Simple (optimized) neural network compiler for the course of CTO.
Different algorithms are able to produce, in an efficent way, sparse neural networks. Nonetheless, they often deal with in-training sparsification, helping the training to converge in the direction of a sparse result. The rationale behind this work is to offer a sparsification algorithm able to deal with the problem of a-posteriori sparsification: how can we make a neural network sparser, in order to be less computationally heavy on simpler architectures where massive parallelism is not possible, and most of all without training AGAIN a new network? The method uses the Manifold assumption about parameters, namely the idea that every set of parameters induces locally (on the surface of the possible parameters) a distance that quantify the semantic difference represented by the networks. A greedy algorithm is therefore produced, in order to sparsify parameter by parameter the network and after each "epoch" use the differentiability of the aforementioned distance in order to stabilize the noise introduced by the removal of a parameter.

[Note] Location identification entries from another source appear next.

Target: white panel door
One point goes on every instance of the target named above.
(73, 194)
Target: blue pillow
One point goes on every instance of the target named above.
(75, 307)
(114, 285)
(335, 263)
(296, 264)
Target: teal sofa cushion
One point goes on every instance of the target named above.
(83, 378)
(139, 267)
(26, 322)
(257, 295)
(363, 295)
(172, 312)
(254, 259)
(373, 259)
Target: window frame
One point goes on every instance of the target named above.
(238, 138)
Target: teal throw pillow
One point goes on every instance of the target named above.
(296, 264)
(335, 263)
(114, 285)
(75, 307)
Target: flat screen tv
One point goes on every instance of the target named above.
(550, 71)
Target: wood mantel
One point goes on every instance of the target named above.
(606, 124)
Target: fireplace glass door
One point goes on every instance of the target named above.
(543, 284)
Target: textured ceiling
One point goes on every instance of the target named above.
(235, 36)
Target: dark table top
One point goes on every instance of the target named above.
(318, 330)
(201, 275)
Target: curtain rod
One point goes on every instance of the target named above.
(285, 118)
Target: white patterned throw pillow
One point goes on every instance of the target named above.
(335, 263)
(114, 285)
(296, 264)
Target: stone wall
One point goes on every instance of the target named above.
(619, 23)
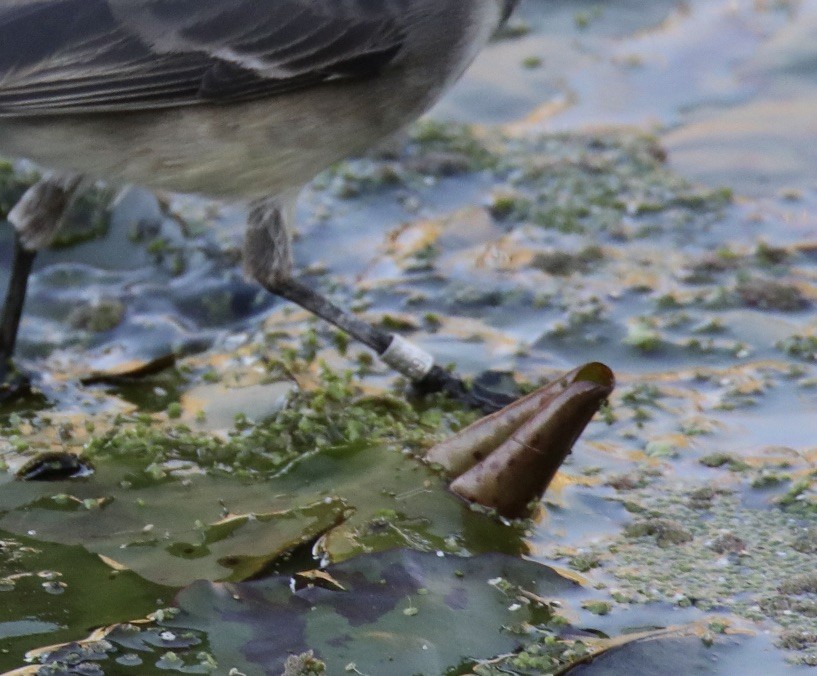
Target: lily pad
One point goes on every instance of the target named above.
(48, 591)
(401, 612)
(170, 530)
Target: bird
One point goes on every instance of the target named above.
(231, 99)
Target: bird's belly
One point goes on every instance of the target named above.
(262, 147)
(238, 151)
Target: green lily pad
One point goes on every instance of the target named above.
(402, 612)
(48, 591)
(170, 530)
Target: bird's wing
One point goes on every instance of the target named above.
(60, 56)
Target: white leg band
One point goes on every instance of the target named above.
(408, 359)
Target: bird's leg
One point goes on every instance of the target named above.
(268, 259)
(36, 218)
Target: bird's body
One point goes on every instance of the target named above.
(228, 98)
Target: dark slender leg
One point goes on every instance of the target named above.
(267, 258)
(36, 218)
(12, 384)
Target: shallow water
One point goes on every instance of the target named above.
(704, 307)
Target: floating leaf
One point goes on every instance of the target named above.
(458, 609)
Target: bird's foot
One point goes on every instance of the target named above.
(13, 384)
(479, 395)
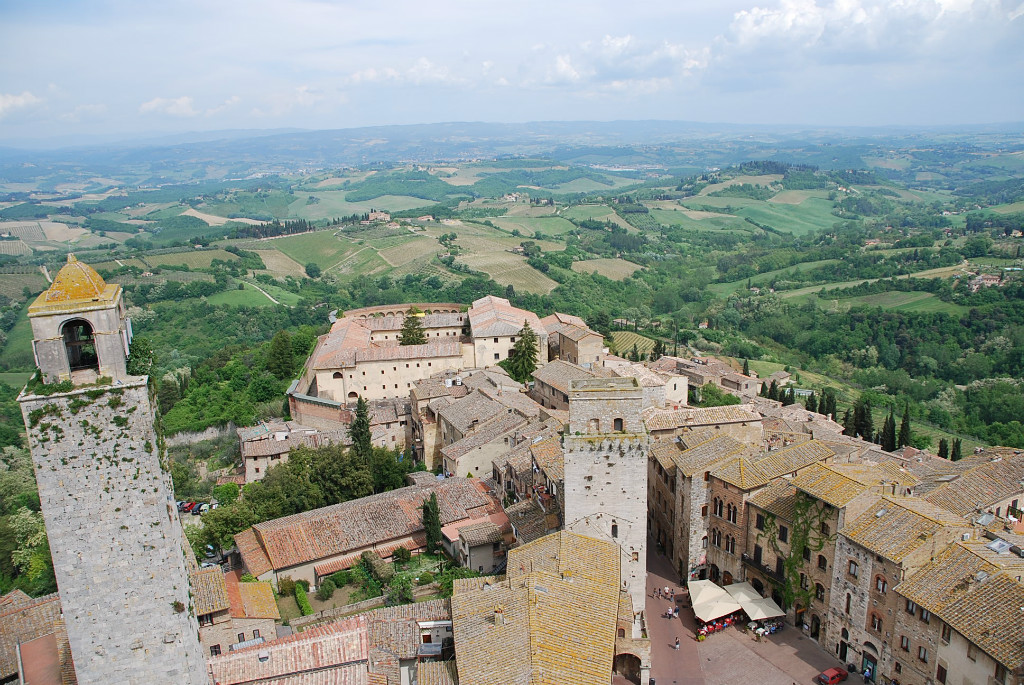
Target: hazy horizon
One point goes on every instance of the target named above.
(119, 71)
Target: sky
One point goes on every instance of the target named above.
(73, 71)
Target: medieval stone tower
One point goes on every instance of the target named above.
(115, 538)
(606, 474)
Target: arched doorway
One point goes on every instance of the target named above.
(80, 345)
(628, 666)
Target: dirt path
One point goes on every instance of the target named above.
(265, 293)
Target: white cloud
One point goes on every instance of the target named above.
(175, 106)
(10, 101)
(229, 102)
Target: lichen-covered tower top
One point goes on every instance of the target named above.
(76, 288)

After sparsification, a fundamental key was the production of a compiler able to exploit the gained sparsity. The presenteed compiler is thought to do mainly two things
- Minimize the amount of data transfer during the flow from the input layer to the ooutput layer. The idea is to make the number of data
movements
$\mathcal O(R)$ , where$R$ is the number of registers in the machine (which is way smaller than the cardinality of the address space) - Optimize the allocation in memory in order to preserve as far as possible data locality, constructing a suitable metric to evaluate how much such criteria is respected. This optimization happens through a Simulated Annealing Procedure
The Test
folder contains a training application for the generation of small (dense) MLP neural network.

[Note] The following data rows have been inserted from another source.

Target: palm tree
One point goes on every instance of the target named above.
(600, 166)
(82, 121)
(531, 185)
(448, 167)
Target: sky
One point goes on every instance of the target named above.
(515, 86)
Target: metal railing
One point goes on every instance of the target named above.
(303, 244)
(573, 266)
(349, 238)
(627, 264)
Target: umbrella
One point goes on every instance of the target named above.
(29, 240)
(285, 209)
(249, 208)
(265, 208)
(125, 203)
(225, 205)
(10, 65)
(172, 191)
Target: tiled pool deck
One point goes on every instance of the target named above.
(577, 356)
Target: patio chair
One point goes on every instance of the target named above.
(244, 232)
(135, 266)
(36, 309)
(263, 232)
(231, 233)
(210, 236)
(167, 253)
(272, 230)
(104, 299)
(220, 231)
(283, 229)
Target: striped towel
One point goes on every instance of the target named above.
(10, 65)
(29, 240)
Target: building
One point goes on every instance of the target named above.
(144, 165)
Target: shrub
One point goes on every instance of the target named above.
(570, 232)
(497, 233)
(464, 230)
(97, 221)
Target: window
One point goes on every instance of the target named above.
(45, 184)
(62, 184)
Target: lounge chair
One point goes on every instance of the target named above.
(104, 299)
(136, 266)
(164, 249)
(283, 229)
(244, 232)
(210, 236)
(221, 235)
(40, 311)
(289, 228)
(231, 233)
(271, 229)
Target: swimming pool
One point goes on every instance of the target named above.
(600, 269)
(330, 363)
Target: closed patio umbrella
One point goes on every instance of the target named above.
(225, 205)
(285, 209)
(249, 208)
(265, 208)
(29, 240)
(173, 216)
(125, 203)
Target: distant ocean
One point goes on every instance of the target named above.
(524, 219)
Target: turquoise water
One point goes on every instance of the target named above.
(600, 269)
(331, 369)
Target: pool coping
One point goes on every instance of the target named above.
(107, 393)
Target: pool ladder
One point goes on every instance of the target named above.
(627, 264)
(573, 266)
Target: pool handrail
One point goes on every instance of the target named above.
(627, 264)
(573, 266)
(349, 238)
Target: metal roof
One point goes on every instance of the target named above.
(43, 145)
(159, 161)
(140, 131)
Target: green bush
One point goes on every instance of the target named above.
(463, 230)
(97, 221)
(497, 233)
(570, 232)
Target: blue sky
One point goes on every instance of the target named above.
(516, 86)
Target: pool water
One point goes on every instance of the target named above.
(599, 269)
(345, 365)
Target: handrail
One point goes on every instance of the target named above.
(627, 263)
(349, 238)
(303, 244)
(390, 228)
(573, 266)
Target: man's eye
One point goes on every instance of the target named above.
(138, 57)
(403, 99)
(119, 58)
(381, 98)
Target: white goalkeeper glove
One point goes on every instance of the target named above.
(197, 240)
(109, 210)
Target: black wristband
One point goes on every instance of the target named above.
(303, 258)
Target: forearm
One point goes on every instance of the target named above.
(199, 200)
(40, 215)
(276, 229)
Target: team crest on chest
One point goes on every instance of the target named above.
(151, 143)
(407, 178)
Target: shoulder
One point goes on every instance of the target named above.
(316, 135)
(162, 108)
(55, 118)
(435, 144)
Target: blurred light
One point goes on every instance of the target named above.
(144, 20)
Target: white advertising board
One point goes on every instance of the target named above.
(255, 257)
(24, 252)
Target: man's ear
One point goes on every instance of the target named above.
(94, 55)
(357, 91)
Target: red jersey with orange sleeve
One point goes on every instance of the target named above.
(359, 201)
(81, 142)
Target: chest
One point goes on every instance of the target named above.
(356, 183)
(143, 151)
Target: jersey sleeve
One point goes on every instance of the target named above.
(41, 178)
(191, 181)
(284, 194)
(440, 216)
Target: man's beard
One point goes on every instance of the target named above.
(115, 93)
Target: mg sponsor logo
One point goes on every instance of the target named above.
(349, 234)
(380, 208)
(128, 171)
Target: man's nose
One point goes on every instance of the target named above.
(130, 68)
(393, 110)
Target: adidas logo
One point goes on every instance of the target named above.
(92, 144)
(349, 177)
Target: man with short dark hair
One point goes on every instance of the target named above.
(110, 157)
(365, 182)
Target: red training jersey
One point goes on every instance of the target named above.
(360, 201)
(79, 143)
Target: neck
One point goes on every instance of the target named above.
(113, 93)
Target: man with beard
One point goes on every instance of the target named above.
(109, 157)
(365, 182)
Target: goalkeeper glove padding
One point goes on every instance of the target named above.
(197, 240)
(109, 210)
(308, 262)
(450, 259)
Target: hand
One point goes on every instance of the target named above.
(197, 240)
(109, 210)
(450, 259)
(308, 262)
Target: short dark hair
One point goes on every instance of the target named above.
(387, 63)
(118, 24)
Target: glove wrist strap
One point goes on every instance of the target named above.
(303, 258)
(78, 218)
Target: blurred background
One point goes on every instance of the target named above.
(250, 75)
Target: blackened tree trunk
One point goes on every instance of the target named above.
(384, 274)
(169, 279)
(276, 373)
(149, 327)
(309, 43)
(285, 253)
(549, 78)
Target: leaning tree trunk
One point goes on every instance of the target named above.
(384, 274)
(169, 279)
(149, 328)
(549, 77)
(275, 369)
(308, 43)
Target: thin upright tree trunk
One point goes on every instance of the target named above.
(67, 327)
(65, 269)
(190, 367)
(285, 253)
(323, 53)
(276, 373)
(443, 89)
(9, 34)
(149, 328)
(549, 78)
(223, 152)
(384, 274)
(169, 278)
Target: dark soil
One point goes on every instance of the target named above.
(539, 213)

The enviroment provides a full use case for the sparsification and compilation, from the training to the execution
of the Manifold Based Sparsifying Algorithm , arriving finally to the production of a fully working assembly code for ARM architecture, using an highly optimized ad hoc compiler.
Technical details for the mathematics and the compiler design can be found in the documentation.

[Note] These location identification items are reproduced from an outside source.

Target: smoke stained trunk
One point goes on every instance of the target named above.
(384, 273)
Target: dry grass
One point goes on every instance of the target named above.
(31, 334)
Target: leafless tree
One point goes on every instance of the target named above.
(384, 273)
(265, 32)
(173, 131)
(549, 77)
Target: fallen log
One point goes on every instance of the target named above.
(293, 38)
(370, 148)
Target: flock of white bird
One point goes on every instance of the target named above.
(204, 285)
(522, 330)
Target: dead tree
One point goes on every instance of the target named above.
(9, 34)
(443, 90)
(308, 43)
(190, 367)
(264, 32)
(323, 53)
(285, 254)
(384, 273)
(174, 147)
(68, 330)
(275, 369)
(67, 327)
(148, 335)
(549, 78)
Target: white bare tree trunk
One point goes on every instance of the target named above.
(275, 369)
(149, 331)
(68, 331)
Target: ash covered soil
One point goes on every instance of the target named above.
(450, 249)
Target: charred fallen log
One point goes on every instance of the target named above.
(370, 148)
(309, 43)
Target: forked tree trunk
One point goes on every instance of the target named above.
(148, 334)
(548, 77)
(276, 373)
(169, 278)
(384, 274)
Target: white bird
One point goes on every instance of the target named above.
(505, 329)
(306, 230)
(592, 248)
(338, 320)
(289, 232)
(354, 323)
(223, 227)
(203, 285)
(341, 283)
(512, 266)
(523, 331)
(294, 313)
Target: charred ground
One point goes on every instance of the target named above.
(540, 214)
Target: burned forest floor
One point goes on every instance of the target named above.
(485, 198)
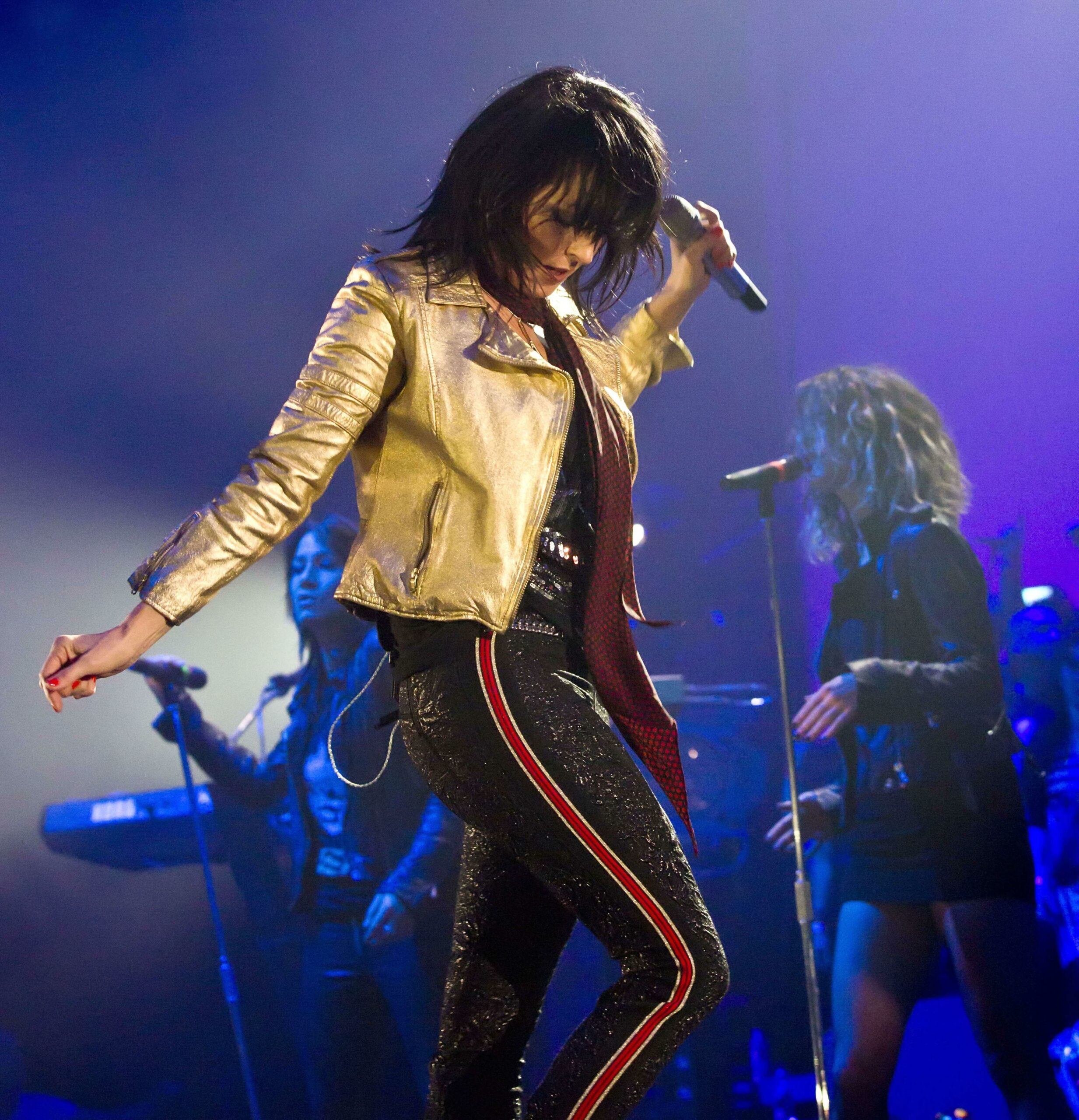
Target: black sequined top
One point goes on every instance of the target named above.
(556, 588)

In the test folder you can find the network_topology.csv
file, which basically describes the structure of the network.
The only "unusual" thing is that the first layer, in the csv, is represented by the square root of the actual number; this design choice
was made to enforce "easily" that the number of neuron of the first layer has to be a perfect square (since MNIST images are in square format).
If you would like to modify the resolution of input images you can run, in the project main folder the following command
python3 -m Test.dataeng network_topology.csv
Which will generate for you a dataset that can be used to train a network with the given topology. Feel free to make experiments!
Hint : do you want to try lighter or heavier networks? Just modify the topology csv and run this command. The next command are resilient to modifications of the settings, as long they are performed properly.
If you got here you have now a complete dataset to train your model. Training is simple, just run --- again from the folder of the project --- the following
python3 -m Test.train params_folder_name network_topology.csv
This will build a folder named "params_folder_name" inside the test folder, containing the result of the training, in terms of weights and biases.
To lunch the procedure, run the following command
python3 -m Sparsifier.sparsifier ../Test/parametri ../Test/parametri_sparse ../Test/X_test_small.csv ../Test/Y_test_small.csv
Note that the presence of the dataset is offered only as a proof of concept of the correctness. It's not actually used into the pruning and adjust procedure, but only for the user to verify that everything was set up fine and proceeding in the correct way. (the provided datasets may even be very small portions of the original dataset, it is just to check visually during the pruning that everything is ok)
You can use your newly generated parameters in order to run the compiler. Conceptually, your weights are the "source code" that the compiler sees!
Compilation is a long phase, since it has to optimize several quantities, such as the position in memory of objects, the flows between layers, and the assignement of registers.
The output of this command is an ARM source code and two "pseudodrivers" that describe how an input and an output periphery whould handle memory and register in order to interact
with the neural network.
python3 -m Compiler.compiler ../Test/parametri_sparse myneuralnetwork
Work in progress: Allow to read a configuration file in order to set the compilation properties (e.g. Simulated Annealing Schedule)